I had the opportunity over the weekend to make a batch of genuine Alaska
sourdough bread. I took the sourdough starter out of the refrigerator Friday
afternoon and by late Sunday afternoon I had four little loaves and two normal
sized loaves of this delicacy. True Alaskan sourdough bread has about as much
in common with the sourdough you buy in the store as "Wonder Bread,"

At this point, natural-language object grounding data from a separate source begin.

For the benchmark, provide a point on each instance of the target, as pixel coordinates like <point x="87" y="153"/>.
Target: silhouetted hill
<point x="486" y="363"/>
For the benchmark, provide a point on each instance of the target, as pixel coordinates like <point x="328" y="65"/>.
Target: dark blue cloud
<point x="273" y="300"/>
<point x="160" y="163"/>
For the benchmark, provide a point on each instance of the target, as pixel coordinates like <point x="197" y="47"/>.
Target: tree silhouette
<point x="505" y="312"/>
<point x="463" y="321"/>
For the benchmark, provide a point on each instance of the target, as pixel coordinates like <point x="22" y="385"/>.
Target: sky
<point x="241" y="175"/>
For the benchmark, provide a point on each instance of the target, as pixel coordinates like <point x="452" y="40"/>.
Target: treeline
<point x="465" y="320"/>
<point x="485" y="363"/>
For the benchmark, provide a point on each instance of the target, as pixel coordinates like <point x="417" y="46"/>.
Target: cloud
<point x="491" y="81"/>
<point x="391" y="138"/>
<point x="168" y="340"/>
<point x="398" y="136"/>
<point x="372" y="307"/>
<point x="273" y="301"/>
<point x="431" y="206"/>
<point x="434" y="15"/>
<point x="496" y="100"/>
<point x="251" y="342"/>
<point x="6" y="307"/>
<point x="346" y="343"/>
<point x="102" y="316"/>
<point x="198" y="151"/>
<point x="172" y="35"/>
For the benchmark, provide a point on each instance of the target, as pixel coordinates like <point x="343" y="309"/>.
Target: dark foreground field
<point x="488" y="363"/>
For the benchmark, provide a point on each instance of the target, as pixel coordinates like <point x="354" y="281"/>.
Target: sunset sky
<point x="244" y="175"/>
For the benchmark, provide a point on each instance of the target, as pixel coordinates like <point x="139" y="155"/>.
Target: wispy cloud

that great American tradition, has with a fine French croissant. True Alaska
sourdough is made without the addition of yeast, except for the natural culture
present in the sourdough starter. This yeast in an acidic microbial culture
over time gives the bread a deep richness of flavors and texture that allows
for pure enjoyment of flour, water, oil, a little sugar and time. At least two
full days of time. I have tried to make this type of bread many times before,
but being of this now generation, I have always believed that it should be able
to be done in a maximum of 12 hours.
What really gave me the opportunity to wait this out, is that a few months
ago I was given a large bread bowl. Made in England, this heavy ceramic bowl
probably holds close to two gallons. Before obtaining this bowl, the only thing
of that size I had was something in plastic, which just doesn't have the
thermal mass to maintain a steady temperature required for this long rising
bread to fully develop. While the flavor of my twelve hour bread was similar to
this batch, that quick batch bread was close to the weight and consistency of a
brick. I still need to learn how to form the loaves of this long rising bread.

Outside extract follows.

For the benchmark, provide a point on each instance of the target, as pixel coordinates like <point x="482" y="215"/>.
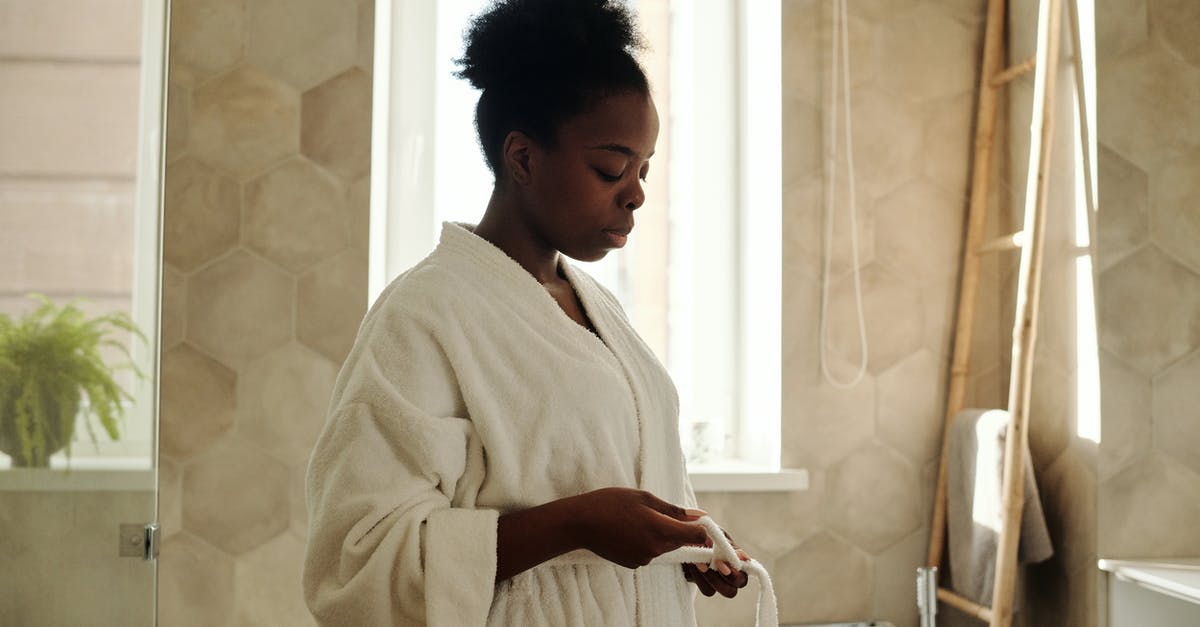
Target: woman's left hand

While still being quite hardy, these loaves are much lighter and airy. What
better way to enjoy its stick to your ribs character, than as cinnamon toast
for breakfast this week.
Cinnamon is a distinctly fragrant spice, made from the ground up bark of a
Laurel tree of the genus Cinnamomum, which is native to Sri Lanka, the country
from which the finest cinnamon still comes. Now I don't know where the cinnamon
that you buy in Costco comes from, but you can buy 16 oz. (454 gm.) of this
wonderful spice for about $3. It comes in one of those plastic PETE containers
in which most of our soda pop now comes in. The container itself holds about a
quart perhaps a liter, clear to the top. Therefore the density of this spice in
the jar is about half that of water, which would weight 2 to 2.2 lbs. if it was
filled with a good soda. The neat thing about PETE containers is that they are
transparent as glass but unlike glass, they are almost indestructible, unless
you burn or melt them. What a better way to store stuff like spices, pop and a
whole host of other consumables in our modern society. Not only can you see
what is inside, but the container itself doesn't weight very much so you can
ship more spice for less money. Perhaps after you use up all the cinnamon
making cinnamon toast, you could put some of your valuables inside. But what
valuable would you want to put inside, where all the world could see it. A
robber could come in, and if he was smart enough to look through your spice
cabinet, he would find your diamonds right there between the Basil and the
Oregano.
"Boy how stupid could you be to put your diamonds in amongst the spices
instead of in the safe" Chances are however, the first place a thief would
look if he came to rob your house would be in the safe. "Thank God, you
have insurance!" But if by chance, you would fill that old cinnamon
container with the finest cut gems, leaving a little of that cinnamon in the
container to cut down the luster, no robber would ever believe that you would
leave your things of real value out were every one could see. "I want all
your valuables or I will take your life!," says the robber. "Your
welcome to take all I have," you reply "They're out in the kitchen in
the spice cabinet, in a plastic jar with a cinnamon label on it. They may look
like rhinestones but they are really the finest quality gems." What robber
in his right mind would believe your story. Or better yet put them in with your
sewing buttons. Gems and buttons mixed together, or a couple of jars of buttons
and a jar of diamonds, emerald and rubies. Right there in plain view next to
the sewing machine.
Some years ago I had the opportunity to develop a chemical gold refining
process. It was based on some South African literature, that had been done
prior to World War II but had been subsequently abandoned, because of economies
of scale. This process is really quite environmentally friendly, so just about
anyone with a little training could do it in their kitchen if they wanted to.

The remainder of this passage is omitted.